Cinq ans après, l'auteure donne la parole à l'une d'entre elles, mais ce une est le porte-voix de toutes les autres, de ces femmes qui, dans une société ultra patriarcale passent du rang "d'otages consenties" à celui " d'otages asservies, endoctrinées, avilies, violées, torturées, humiliées, mutilées, engrossées ou tuées."
Comme disait, je ne sais plus qui (qu'il ou elle m'excuse) " en dessous du lumpenprolétariat - prolétariat en haillons -, il y a les femmes."
Cette histoire nous le montre avec force réalisme, sans pathos, sans auto-apitoiement, d'où une résonance particulière dans le coeur du lecteur, que cette souffrance infligée à des "enfants".

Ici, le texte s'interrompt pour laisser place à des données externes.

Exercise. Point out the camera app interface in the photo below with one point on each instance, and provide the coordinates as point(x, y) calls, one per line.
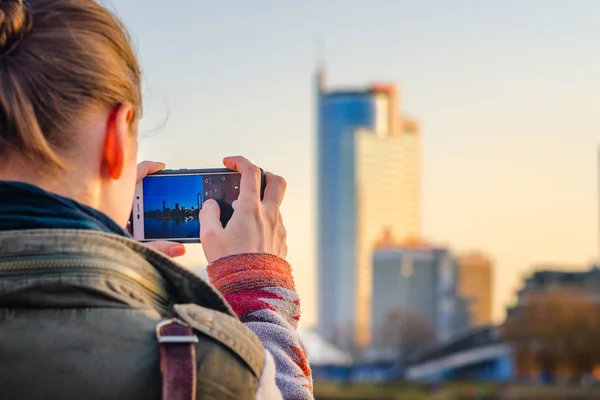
point(172, 203)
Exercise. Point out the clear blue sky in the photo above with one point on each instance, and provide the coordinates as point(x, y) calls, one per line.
point(508, 93)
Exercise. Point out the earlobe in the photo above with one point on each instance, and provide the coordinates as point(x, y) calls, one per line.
point(114, 147)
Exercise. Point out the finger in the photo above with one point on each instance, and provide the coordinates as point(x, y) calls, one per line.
point(210, 222)
point(251, 175)
point(169, 248)
point(274, 191)
point(146, 168)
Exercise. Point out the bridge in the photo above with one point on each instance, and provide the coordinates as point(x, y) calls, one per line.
point(478, 354)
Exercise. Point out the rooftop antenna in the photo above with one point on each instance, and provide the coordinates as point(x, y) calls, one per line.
point(320, 56)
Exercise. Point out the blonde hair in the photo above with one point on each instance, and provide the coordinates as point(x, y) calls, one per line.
point(59, 59)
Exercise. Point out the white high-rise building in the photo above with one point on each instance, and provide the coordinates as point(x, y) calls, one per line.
point(369, 174)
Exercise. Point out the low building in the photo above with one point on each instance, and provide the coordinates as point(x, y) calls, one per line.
point(415, 297)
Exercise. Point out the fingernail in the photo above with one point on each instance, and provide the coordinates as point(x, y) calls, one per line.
point(177, 250)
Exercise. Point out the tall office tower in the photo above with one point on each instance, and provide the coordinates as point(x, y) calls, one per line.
point(475, 279)
point(368, 176)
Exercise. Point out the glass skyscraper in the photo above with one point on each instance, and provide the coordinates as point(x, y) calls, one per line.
point(368, 170)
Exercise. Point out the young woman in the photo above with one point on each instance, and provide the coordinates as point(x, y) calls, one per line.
point(85, 311)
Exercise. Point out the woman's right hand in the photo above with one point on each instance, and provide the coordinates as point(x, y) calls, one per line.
point(256, 226)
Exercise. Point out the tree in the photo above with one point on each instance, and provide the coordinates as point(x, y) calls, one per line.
point(556, 327)
point(406, 331)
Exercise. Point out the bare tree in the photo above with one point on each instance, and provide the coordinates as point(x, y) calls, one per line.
point(557, 328)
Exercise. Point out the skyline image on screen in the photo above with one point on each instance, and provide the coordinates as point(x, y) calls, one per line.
point(172, 205)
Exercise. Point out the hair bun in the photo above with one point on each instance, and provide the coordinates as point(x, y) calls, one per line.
point(15, 21)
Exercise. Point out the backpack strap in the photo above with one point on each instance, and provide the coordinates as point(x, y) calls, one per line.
point(227, 330)
point(177, 343)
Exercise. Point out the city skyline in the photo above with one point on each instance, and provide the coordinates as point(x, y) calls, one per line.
point(507, 94)
point(368, 182)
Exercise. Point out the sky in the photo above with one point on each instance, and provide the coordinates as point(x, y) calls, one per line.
point(507, 92)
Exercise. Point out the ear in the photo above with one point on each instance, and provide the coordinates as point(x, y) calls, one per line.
point(117, 139)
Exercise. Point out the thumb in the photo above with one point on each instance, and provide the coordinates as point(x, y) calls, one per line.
point(210, 222)
point(168, 248)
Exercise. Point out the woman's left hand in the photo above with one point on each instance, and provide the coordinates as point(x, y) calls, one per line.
point(171, 249)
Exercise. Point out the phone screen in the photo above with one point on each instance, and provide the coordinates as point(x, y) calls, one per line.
point(171, 203)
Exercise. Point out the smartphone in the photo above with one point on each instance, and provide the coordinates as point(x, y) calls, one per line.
point(167, 204)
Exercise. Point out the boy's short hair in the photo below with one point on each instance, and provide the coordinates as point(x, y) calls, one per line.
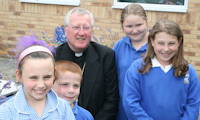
point(62, 66)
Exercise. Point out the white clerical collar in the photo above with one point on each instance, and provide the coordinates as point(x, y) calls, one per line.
point(156, 63)
point(78, 54)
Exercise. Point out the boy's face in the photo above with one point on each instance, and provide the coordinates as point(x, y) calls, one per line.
point(37, 78)
point(67, 86)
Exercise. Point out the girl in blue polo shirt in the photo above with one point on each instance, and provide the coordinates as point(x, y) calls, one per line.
point(162, 86)
point(132, 46)
point(35, 71)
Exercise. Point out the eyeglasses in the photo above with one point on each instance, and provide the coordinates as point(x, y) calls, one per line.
point(78, 28)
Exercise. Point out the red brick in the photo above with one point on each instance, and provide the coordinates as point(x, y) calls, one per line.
point(11, 38)
point(189, 53)
point(21, 32)
point(17, 13)
point(30, 25)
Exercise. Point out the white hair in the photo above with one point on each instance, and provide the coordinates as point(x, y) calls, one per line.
point(80, 11)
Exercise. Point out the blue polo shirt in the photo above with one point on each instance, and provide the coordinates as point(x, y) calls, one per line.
point(18, 108)
point(125, 54)
point(81, 113)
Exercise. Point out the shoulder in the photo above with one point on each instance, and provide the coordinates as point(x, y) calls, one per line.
point(83, 113)
point(100, 49)
point(192, 73)
point(6, 109)
point(137, 64)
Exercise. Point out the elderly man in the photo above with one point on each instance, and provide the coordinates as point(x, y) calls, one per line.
point(99, 88)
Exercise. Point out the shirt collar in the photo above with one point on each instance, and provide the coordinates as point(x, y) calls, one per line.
point(128, 41)
point(156, 63)
point(75, 108)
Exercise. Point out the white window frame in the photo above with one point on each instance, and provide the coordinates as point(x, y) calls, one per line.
point(57, 2)
point(155, 7)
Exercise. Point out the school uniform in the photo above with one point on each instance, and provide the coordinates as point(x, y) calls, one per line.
point(159, 95)
point(99, 87)
point(17, 108)
point(125, 48)
point(81, 113)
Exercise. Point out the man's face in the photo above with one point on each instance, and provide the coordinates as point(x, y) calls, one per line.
point(79, 32)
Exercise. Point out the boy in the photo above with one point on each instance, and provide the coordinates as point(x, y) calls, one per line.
point(67, 86)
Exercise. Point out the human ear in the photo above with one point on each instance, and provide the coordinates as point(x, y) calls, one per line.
point(18, 75)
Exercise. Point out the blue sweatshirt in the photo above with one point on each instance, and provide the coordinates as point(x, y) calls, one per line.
point(125, 54)
point(159, 95)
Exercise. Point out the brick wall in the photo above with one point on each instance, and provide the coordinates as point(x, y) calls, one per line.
point(17, 19)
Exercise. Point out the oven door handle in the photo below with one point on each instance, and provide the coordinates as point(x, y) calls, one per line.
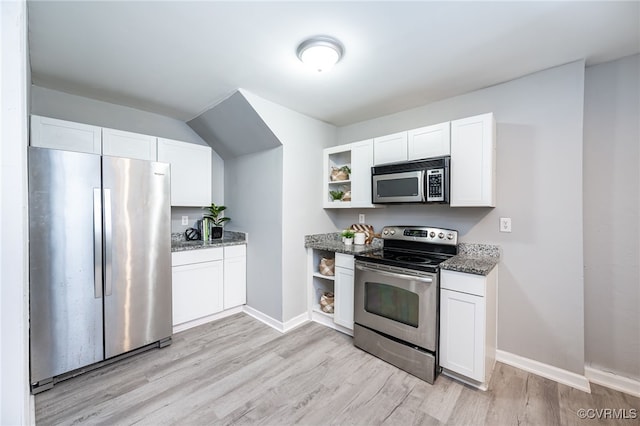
point(396, 274)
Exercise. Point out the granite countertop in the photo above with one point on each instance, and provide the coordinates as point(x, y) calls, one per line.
point(229, 238)
point(333, 242)
point(478, 259)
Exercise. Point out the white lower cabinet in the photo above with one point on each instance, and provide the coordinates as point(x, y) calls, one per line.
point(468, 325)
point(197, 284)
point(235, 276)
point(206, 282)
point(343, 309)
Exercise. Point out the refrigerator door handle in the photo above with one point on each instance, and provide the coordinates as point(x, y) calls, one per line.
point(108, 231)
point(97, 243)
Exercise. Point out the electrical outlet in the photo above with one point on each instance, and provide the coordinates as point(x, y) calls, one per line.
point(505, 224)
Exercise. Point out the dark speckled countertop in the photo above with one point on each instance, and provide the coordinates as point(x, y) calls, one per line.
point(478, 259)
point(229, 238)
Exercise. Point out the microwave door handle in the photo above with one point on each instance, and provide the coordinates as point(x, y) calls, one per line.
point(395, 274)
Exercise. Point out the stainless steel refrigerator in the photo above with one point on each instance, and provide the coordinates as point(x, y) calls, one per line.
point(100, 259)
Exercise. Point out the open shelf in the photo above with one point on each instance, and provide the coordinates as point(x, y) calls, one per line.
point(316, 309)
point(326, 277)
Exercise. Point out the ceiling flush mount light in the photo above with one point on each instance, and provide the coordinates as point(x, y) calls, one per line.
point(320, 53)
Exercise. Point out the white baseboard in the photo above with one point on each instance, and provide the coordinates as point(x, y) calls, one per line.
point(545, 370)
point(613, 381)
point(187, 325)
point(282, 327)
point(295, 322)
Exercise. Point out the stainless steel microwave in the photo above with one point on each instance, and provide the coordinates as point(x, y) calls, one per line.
point(420, 181)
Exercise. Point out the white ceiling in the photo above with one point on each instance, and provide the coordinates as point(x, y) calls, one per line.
point(181, 58)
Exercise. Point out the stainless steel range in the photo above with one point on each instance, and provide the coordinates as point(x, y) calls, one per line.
point(397, 294)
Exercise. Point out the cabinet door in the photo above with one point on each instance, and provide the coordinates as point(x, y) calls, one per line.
point(190, 172)
point(343, 308)
point(430, 141)
point(462, 331)
point(473, 162)
point(390, 148)
point(235, 276)
point(197, 290)
point(118, 143)
point(361, 162)
point(65, 135)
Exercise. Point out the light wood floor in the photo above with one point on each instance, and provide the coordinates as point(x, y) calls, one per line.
point(240, 371)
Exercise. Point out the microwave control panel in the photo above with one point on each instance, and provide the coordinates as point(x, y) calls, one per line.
point(435, 185)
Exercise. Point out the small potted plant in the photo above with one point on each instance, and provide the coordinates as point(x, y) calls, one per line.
point(340, 173)
point(216, 220)
point(336, 195)
point(347, 236)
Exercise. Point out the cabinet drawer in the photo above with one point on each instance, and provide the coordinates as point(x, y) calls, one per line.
point(235, 251)
point(196, 256)
point(465, 283)
point(344, 261)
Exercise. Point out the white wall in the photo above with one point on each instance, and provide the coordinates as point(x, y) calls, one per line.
point(15, 402)
point(253, 184)
point(612, 217)
point(303, 139)
point(539, 170)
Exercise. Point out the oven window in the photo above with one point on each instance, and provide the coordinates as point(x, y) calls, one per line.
point(392, 302)
point(402, 187)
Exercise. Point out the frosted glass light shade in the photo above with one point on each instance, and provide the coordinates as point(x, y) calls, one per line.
point(320, 53)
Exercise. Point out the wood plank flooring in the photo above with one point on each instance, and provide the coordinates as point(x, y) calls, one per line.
point(239, 371)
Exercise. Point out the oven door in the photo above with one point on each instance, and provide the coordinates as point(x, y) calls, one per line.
point(397, 302)
point(402, 187)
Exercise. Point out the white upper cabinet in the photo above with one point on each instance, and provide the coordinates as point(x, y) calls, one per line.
point(416, 144)
point(65, 135)
point(190, 172)
point(473, 158)
point(361, 162)
point(390, 148)
point(429, 141)
point(118, 143)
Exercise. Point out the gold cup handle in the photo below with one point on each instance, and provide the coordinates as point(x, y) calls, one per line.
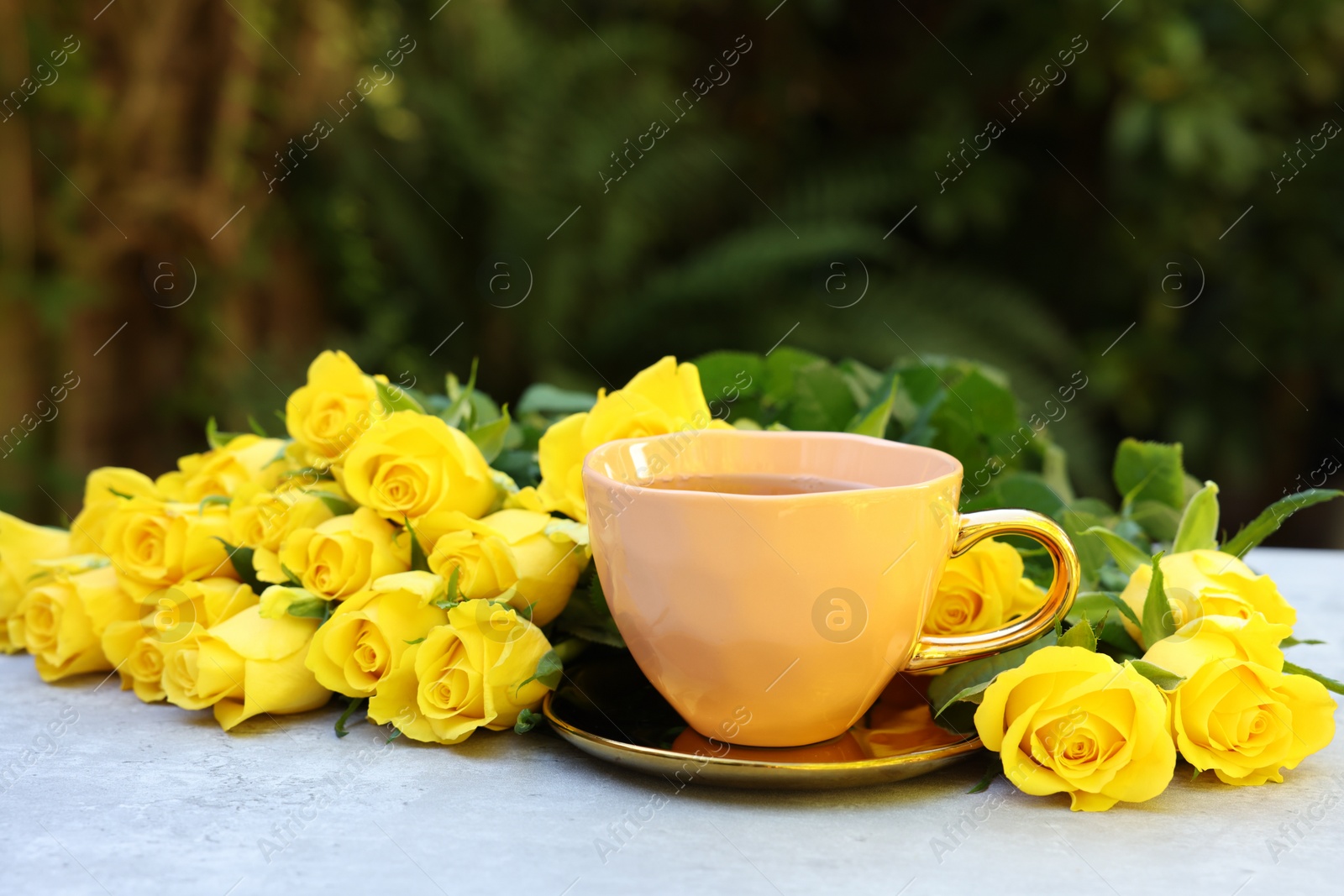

De son enlèvement dans son internat, à son séjour dans le camp djihadiste, jusqu'à sa fuite et à son retour "triomphal" parmi les "siens" avec "Babby", l'enfant de la honte et du déshonneur - attention ! Les héros ne sont plus toujours ce qu'on voudrait qu'ils soient -, Edna O'Brien occulte volontairement toute date, tout repère temporel. le lecteur est aussi désorienté dans le temps et l'espace que l'est la victime-narratrice, dont le récit découverte nous permet de voir à travers son regard... celui des autres. Celui des fous de Dieu, celui de ceux qui les fuient, qui en ont peur, celui de ceux qui trahissent, qui vendent leur âme au diable, celui de la famille, des proches, des amis, et celui d'une société, de ses institutions et de ses plus hautes autorités.
Et il n'y a pire regard pour une victime innocente qu'un regard qui change, qui vous juge et vous transforme en coupable.
Dans l'actualité, on sait, ou plutôt on ne sait pas ce qu'il est advenu de ces jeunes filles si ce n'est qu'elles n'ont pas été libérées à ce jour, et que des "communiqués" de Boko Haram voudraient laisser penser qu'elles se sont ralliées à l'islamisme radical.
En tous les cas, ce livre a le mérite de leur donner une voix, de les rappeler à notre souvenir, de nous interpeler - et Dieu sait si nous en avons besoin -. Il a le mérite surtout, de les garder en vie.